Anyone who holds public office, works in government offices, and most especially every public records custodian, should pay very close attention.
Garland is the first person to be prosecuted and found guilty of violating the Georgia Open Records Act, following the first-ever criminal investigation for Sunshine Law violations by the Georgia Bureau of Investigation.
Violating open government laws in Georgia is no laughing matter.
It is criminal.
Garland, the press secretary during former Atlanta Mayor Kasim Reed’s administration, told another city employee in March 2017 to intentionally delay handing over public records that had been requested by the media.
In a nutshell, when WSB-TV in Atlanta had made a public records request that could have produced documents embarrassing to the mayor and the city, Garland sent a message to another official telling her “drag this out as long as possible” and “provide information in the most confusing format available.”

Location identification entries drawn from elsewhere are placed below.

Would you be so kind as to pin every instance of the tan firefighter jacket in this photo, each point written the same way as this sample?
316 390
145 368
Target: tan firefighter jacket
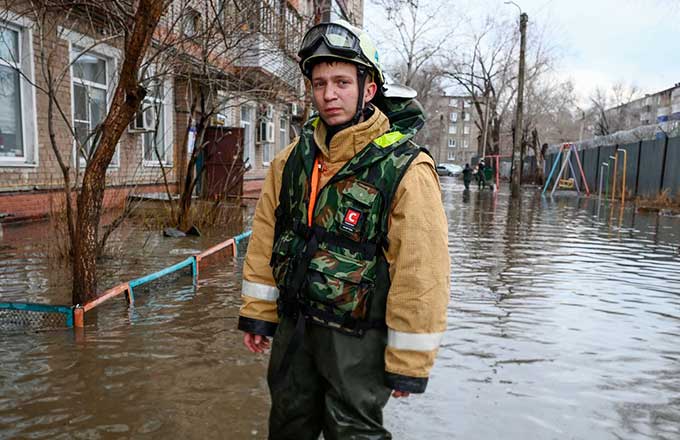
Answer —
417 254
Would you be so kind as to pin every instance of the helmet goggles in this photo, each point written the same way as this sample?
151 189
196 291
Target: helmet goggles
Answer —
339 40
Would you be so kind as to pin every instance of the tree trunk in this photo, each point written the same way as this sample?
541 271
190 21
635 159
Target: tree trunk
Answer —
538 154
515 178
126 100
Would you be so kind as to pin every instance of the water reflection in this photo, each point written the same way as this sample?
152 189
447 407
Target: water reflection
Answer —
564 323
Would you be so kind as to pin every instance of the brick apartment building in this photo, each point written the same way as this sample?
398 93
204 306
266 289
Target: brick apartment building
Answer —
79 50
452 130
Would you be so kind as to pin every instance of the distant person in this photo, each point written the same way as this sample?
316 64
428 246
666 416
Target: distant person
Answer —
481 182
467 176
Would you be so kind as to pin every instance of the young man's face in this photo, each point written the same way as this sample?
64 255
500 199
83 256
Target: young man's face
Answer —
336 89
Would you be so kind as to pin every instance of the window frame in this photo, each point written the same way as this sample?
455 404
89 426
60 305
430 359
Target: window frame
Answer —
25 69
249 128
167 105
112 57
283 132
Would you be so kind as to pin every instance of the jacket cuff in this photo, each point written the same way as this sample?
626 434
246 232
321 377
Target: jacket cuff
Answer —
256 326
406 383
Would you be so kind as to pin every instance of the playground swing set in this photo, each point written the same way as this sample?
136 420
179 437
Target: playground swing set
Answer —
568 151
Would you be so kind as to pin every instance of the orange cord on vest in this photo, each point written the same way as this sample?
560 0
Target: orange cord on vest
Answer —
312 193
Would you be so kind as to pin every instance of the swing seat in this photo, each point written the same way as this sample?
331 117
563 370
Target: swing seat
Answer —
566 183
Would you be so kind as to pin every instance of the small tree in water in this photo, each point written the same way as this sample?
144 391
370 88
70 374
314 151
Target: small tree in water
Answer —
128 26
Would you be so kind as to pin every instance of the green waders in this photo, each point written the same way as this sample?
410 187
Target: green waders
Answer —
334 384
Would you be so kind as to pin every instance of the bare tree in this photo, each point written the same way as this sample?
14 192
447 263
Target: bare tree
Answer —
423 31
486 69
129 28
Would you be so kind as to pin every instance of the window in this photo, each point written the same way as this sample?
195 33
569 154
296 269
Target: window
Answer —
89 77
157 136
247 116
11 139
17 114
191 23
283 132
266 154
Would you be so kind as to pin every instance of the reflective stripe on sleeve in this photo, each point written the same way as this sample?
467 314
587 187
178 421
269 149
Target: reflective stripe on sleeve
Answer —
260 291
413 341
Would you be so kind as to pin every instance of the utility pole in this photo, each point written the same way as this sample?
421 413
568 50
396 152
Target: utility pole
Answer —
516 161
486 125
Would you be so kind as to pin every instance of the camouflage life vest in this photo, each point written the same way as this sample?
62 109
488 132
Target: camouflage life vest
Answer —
335 272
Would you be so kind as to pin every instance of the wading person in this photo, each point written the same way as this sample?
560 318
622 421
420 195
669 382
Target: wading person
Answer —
467 176
348 266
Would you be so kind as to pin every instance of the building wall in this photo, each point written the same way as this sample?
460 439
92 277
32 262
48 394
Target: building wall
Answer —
452 130
654 108
42 172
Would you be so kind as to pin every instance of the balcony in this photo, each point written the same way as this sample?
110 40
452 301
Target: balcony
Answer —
262 54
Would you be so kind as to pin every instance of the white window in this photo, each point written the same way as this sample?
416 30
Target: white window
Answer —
247 122
283 132
266 154
156 117
90 84
17 99
191 23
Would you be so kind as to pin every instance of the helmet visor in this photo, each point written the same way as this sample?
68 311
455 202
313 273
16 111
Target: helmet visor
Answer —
338 39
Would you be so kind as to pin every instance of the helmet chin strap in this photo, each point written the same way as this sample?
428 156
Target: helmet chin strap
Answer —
361 77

Garland has now been ordered to pay total fines of $1,500 for two misdemeanor violations and she received no probation or jail time. In many respects, though convicted, you might say she got off light, because criminal violations of the open government laws in Georgia are misdemeanors punishable by up to $1,000 for just the first violation. A penalty of up to $2,500 may be imposed for each additional violation within a 12-month period. Similar fines can be imposed for violations of the Open Meetings Act.
This verdict sends a strong message to government officials across the state of Georgia that they can be held criminally liable for blocking the public’s right to know.

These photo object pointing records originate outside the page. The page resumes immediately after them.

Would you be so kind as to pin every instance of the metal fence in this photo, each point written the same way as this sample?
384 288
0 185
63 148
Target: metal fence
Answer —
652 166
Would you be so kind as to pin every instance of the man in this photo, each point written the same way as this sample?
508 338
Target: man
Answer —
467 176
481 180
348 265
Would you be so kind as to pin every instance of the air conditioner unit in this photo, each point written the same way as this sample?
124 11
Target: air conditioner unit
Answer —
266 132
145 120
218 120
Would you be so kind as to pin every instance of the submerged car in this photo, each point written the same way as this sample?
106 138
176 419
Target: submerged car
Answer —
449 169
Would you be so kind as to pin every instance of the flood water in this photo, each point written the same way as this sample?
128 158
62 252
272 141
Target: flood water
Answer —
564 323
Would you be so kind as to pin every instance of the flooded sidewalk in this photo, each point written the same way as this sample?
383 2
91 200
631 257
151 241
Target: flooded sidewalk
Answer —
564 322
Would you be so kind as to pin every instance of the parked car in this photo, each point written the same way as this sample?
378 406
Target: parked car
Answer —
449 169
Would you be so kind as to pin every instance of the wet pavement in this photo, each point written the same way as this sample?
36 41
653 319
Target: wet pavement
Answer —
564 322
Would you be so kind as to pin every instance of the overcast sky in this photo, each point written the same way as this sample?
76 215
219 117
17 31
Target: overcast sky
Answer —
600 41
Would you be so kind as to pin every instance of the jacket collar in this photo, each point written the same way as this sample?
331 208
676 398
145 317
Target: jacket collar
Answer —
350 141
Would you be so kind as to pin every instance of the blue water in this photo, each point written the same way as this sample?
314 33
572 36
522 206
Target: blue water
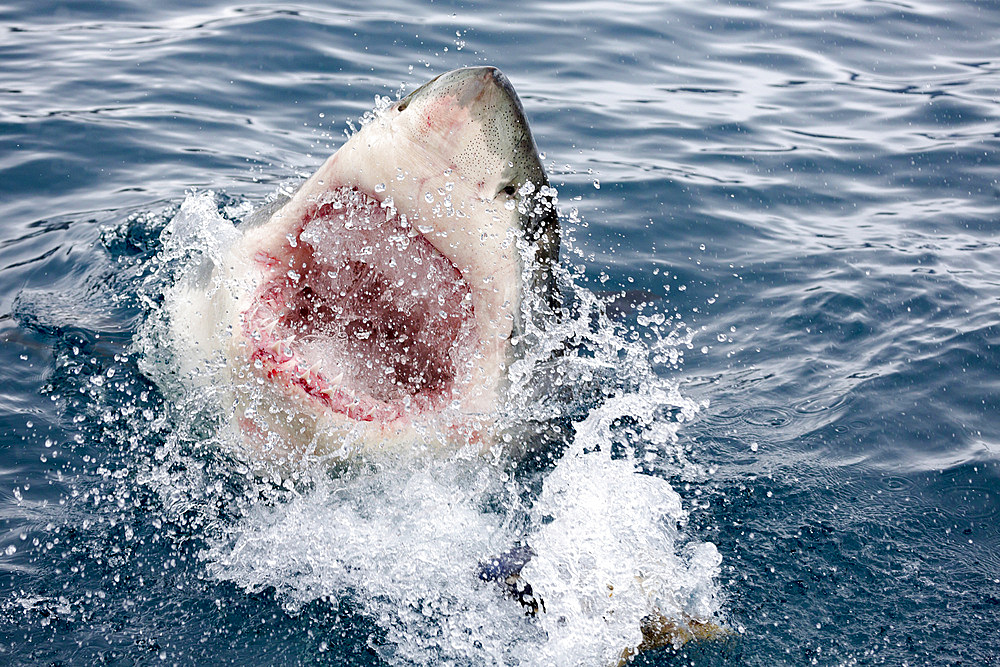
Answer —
815 182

A person can violate the law not only by withholding records or meeting secretly but by frustrating or attempting to frustrate the public’s access to records and meetings.

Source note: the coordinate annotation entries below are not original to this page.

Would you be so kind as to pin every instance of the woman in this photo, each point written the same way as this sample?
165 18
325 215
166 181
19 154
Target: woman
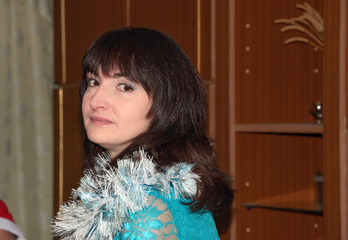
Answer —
151 168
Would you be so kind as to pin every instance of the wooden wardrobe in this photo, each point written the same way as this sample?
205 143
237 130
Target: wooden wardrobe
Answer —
260 95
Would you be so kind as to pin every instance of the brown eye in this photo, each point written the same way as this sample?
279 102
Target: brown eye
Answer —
125 87
93 83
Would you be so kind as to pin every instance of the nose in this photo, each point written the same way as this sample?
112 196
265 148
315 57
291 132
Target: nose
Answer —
99 99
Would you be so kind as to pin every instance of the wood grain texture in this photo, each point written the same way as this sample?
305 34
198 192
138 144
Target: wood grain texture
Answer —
331 131
277 168
274 82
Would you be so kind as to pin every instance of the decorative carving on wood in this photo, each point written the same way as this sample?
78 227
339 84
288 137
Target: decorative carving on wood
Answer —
310 24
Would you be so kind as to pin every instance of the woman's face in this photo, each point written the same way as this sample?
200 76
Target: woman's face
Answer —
114 111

This conviction is a watershed moment as it relates to the enforcement of the Sunshine Law in Georgia.
Obstructing the public’s right to know is not only wrong, it is criminal.
This case did not even involve an out-and-out records denial. It was all about stalling, or delaying, an open records request.
This criminal conviction should be a wake-up call to every member of city council, county commission, city and county office staff, board of education, school system central office staff, every appointed authority, commission and committee of local government and every records custodian in every jurisdiction in the state of Georgia.
“Openness and transparency in government are vital to upholding the public trust,” state Attorney General Chris Carr said in a statement back when the findings by the GBI were released following the investigation into the criminal behavior. “I am confident that this action sends a clear message that the Georgia Open Records Act will be enforced.”
All elected and appointed officials, along with all records custodians must pay very close attention and to show the utmost respect for and compliance with the Georgia Open Records Act and Open Meetings Act.
Georgia First Amendment Foundation President Richard Griffiths said it best, “Normally, no one wins in a criminal case, but this is a win. It is a reaffirmation that the public’s records belong to the public.”
CNHI Deputy National Editor Jim Zachary is the editor of The Valdosta Daily Times and president-elect of the Georgia First Amendment Foundation.